堆肥の施用による効果は、複数の研究で実証されています。北海道の研究によれば、牛ふん堆肥を連用すると、気相率や間隙率が向上し、通気係数や飽和透水係数が大きくなることが確認されています。ただし、堆肥の種類や施用量によって効果は異なるため、自分の圃場の状態に合わせた資材選びが重要です。例えば、保水性を高めたい場合はバーク堆肥、通気性を高めたい場合は腐葉土が適しています。
継続的な施用が効果を生みます。
市販の土壌改良材の中には、気相率の向上に特化した製品もあります。汚泥発酵肥料などは、土壌に空気を入れる能力が非常に高く、継続して施用することで物理性の改善効果が期待できます。施用のタイミングとしては、気相率の改善後に堆肥や肥料を入れることで、湿害の悪化を防ぐことができるという点も覚えておくべきです。
物理的な改良手段としては、深耕や暗渠排水の設置も効果的です。耕盤層が形成されている圃場では、深耕によって硬い層を破砕し、根が伸長できる範囲を広げることができます。暗渠排水は、過剰な水分を速やかに排出することで液相率を下げ、相対的に気相率を高める効果があります。ただし、これらの作業は土壌の水分状態によって効果が変わるため、適切なタイミングで行うことが重要です。
気相率の測定データを農業経営に活かすには、定期的なモニタリングと記録が欠かせません。同じ圃場でも、季節や栽培履歴によって気相率は変動するため、年に2〜3回程度測定して変化を追跡することが理想的です。測定のタイミングとしては、春の作付け前、生育期の中間、収穫後の3回が基本パターンになります。
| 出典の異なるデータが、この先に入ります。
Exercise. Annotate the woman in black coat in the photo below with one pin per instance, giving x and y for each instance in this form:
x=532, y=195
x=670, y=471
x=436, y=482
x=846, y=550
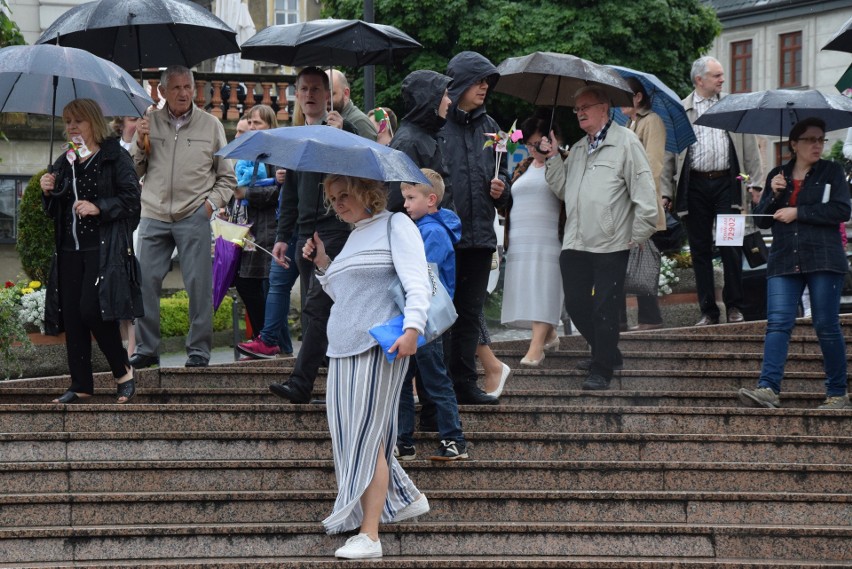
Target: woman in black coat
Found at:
x=93, y=197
測定データは、作物の生育状況と照らし合わせて分析することで、より実践的な情報になります。例えば、気相率が15%前後の圃場で根の張りが悪かった場合、次作では堆肥の増量や深耕を行うという判断ができます。逆に、気相率が25%以上あっても生育が思わしくない場合は、化学性(pHや養分バランス)に問題がある可能性が高いため、総合的な土壌診断を行う必要があります。
データと現場の観察を組み合わせる。
近年は、土壌診断サービスを利用する農家も増えています。JA系統や民間の分析機関に土壌サンプルを送れば、気相率を含む三相分布、仮比重、化学性などを総合的に分析してもらえます。費用は5,000〜10,000円程度が相場で、詳細な改善提案も付いてくるため、自分で測定する時間がない場合や、より精密なデータが必要な場合には有効な選択肢です。
大起理化工業の土壌三相に関する解説ページでは、測定原理や各種計算式が詳しく紹介されており、自分で測定する際の参考になります。
気相率のデータを圃場管理システムやスマートフォンのアプリで記録しておくと、長期的な変化が可視化されて便利です。測定地点をGPS座標で記録しておけば、圃場内のばらつきも把握でき、局所的な問題箇所の早期発見につながります。このようなデータの蓄積が、収量向上や品質改善の土台になっていくのです。